When adopting a new kitten, it's essential to consider not only its health needs, but those of any other pets in the home. Even if the older cats in the home are up to date on their vaccinations and in good health, it's wise to protect them with a few precautions. After all, every cat is different and can respond to vaccines differently, meaning they can't be guaranteed to always have 100% immunity.
The first thing to do with the new arrival is to isolate her, not only for health reasons, but as part of the natural introductory process. Cats, in particular, do not generally accept new members into their family easily. With cats, the gradual approach is called for, with plenty of patience on the part of the owners.
It could be part of the way Nature intended things to be, in order to enhance the prospects for survival in any animal group. Allowing new ones into the group readily could be risky, so it's wise to hold back and get to know them first, as well as to weed out health problems before the entire group would be infected.
We should follow suit and take the same precautions. However, we do have some advantages, such as veterinary care as a way to introduce preventive care into the mix.
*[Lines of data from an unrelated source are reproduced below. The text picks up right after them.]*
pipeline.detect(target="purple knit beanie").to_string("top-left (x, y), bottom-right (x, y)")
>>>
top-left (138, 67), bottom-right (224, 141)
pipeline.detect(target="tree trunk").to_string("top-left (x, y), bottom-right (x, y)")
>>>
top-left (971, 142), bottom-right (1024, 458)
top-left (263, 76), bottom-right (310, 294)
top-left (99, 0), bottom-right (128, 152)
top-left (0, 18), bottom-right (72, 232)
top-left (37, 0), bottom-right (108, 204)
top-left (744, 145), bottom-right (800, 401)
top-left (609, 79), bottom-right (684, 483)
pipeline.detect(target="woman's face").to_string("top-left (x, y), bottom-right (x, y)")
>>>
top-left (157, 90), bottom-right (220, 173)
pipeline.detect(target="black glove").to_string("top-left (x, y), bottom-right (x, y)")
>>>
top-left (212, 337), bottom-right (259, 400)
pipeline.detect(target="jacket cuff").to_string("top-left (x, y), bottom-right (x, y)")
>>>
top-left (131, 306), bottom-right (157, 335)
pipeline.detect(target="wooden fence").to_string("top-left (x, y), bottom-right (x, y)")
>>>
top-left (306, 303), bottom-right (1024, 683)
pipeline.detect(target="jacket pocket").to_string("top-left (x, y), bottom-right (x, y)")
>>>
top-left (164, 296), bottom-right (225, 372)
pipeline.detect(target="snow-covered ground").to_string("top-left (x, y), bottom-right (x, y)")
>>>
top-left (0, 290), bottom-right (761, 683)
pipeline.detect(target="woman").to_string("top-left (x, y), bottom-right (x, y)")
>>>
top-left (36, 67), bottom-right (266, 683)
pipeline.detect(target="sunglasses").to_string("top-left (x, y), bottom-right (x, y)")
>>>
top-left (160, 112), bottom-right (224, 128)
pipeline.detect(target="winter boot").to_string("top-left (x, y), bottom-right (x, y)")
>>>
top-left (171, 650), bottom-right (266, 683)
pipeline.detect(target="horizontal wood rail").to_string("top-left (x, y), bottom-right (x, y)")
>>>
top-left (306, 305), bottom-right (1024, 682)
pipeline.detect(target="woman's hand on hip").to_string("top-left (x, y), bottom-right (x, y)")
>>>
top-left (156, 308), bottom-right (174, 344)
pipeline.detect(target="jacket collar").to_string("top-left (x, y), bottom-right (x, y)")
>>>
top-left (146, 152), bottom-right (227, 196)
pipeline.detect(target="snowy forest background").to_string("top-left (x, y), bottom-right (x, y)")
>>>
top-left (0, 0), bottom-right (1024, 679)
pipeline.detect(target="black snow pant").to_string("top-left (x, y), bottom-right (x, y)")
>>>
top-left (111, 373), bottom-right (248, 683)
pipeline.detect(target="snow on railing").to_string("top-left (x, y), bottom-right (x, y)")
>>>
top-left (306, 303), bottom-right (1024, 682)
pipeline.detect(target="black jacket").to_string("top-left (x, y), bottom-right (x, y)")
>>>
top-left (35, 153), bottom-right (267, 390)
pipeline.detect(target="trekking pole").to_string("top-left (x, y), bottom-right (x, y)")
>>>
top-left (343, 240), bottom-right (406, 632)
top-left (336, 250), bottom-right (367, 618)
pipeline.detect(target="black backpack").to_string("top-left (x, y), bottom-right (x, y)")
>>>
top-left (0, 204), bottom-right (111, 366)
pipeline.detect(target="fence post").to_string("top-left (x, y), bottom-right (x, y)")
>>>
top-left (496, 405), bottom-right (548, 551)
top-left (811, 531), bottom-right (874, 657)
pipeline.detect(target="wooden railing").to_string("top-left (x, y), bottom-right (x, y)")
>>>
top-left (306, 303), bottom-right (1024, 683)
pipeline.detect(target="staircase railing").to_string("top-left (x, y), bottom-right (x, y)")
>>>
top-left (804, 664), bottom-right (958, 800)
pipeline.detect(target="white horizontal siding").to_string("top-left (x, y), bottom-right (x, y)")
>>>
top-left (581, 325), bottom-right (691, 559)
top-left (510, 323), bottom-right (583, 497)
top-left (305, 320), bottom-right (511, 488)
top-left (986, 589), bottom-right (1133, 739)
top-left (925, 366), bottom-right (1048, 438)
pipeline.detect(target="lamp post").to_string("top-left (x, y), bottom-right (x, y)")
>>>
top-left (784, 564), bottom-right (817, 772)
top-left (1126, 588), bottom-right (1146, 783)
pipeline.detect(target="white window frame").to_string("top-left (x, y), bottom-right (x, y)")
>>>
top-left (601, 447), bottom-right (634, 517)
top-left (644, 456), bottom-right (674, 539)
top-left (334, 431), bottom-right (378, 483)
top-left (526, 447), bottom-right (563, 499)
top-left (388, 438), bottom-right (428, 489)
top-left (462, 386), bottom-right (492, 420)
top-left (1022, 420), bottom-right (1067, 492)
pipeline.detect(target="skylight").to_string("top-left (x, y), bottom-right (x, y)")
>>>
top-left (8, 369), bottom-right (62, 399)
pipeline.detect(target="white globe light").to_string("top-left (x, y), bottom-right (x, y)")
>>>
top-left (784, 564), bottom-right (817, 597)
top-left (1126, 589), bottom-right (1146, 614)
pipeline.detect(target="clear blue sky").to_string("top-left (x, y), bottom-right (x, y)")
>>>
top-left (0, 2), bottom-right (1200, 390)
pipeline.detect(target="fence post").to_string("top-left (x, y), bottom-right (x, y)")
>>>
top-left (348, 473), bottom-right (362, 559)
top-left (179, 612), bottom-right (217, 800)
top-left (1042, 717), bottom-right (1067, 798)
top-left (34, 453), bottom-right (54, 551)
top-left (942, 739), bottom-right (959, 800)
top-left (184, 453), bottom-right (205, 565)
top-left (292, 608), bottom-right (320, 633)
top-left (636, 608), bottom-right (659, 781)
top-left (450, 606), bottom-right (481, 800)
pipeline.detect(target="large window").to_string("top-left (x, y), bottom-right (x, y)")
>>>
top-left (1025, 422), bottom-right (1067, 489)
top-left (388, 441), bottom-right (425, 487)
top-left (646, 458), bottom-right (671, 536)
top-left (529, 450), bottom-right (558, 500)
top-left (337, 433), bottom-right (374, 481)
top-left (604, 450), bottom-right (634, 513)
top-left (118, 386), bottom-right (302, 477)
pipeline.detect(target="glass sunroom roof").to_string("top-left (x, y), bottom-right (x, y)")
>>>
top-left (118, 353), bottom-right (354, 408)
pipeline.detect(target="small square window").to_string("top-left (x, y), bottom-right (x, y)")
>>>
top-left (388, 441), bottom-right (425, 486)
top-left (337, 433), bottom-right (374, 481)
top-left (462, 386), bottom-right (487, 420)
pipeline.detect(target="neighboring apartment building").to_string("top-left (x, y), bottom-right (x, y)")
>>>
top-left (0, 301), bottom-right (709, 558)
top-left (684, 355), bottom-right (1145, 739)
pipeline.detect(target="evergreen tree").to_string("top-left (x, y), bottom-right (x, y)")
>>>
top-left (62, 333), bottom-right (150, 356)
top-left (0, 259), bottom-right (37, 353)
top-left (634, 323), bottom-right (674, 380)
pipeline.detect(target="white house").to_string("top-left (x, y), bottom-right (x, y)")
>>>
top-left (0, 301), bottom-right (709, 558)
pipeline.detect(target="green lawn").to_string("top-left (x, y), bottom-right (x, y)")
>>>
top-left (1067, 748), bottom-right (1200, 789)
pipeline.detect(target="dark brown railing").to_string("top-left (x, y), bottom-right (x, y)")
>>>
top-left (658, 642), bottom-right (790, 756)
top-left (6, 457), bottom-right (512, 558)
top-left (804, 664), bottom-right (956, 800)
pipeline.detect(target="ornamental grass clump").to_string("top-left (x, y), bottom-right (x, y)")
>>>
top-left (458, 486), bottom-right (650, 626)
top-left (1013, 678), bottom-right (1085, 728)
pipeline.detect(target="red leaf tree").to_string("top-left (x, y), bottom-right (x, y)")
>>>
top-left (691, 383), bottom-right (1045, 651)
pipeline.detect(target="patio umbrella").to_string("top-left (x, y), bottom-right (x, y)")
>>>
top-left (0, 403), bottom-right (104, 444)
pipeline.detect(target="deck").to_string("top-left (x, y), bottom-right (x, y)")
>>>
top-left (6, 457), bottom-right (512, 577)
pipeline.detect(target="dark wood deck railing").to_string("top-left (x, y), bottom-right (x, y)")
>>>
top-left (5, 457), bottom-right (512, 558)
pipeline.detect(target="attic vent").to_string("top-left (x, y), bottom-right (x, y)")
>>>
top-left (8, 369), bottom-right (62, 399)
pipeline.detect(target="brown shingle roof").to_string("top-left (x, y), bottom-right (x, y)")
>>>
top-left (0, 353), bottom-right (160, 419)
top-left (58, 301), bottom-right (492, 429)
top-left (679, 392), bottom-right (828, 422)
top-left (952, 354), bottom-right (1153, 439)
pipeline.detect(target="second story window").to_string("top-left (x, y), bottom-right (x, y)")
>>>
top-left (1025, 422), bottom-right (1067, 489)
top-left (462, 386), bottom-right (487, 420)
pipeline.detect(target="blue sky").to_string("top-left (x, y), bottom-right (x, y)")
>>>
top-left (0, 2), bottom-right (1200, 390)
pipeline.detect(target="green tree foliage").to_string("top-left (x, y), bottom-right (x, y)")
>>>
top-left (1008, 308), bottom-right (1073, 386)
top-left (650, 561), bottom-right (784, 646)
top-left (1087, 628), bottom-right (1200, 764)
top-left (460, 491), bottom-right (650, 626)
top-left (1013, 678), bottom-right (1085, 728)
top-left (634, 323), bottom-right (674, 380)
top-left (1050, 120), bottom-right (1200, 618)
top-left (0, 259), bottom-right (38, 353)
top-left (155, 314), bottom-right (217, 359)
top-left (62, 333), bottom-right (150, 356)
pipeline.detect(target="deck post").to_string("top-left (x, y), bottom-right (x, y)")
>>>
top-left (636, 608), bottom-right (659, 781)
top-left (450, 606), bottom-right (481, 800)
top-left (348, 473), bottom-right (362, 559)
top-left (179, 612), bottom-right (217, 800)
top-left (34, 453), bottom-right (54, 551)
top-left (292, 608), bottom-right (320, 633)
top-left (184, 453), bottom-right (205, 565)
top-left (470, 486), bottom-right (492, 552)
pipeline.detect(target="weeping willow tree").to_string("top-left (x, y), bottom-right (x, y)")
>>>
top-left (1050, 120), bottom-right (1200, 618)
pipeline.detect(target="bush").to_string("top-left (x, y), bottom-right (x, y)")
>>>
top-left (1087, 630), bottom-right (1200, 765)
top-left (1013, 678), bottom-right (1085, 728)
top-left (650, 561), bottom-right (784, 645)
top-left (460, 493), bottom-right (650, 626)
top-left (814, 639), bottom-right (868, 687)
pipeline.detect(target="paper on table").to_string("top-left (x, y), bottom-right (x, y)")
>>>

So when the new kitten comes along, get her to your vet as soon as possible for an examination, testing for common infections, such as leukemia, FIV, and parasites, and then administering the first set of vaccinations.
The most common malady brought in by a new cat or kitten is upper respiratory infection. Watch for watery or oozing eyes and a runny nose.
Keep the new kitten in its own area for at least two weeks, with its own food, water and litter box. Never let the other cats use common items until you're sure everyone is healthy and ready to share. Gradually introduce everyone with supervised together time and be sure they're getting along before you leave them alone.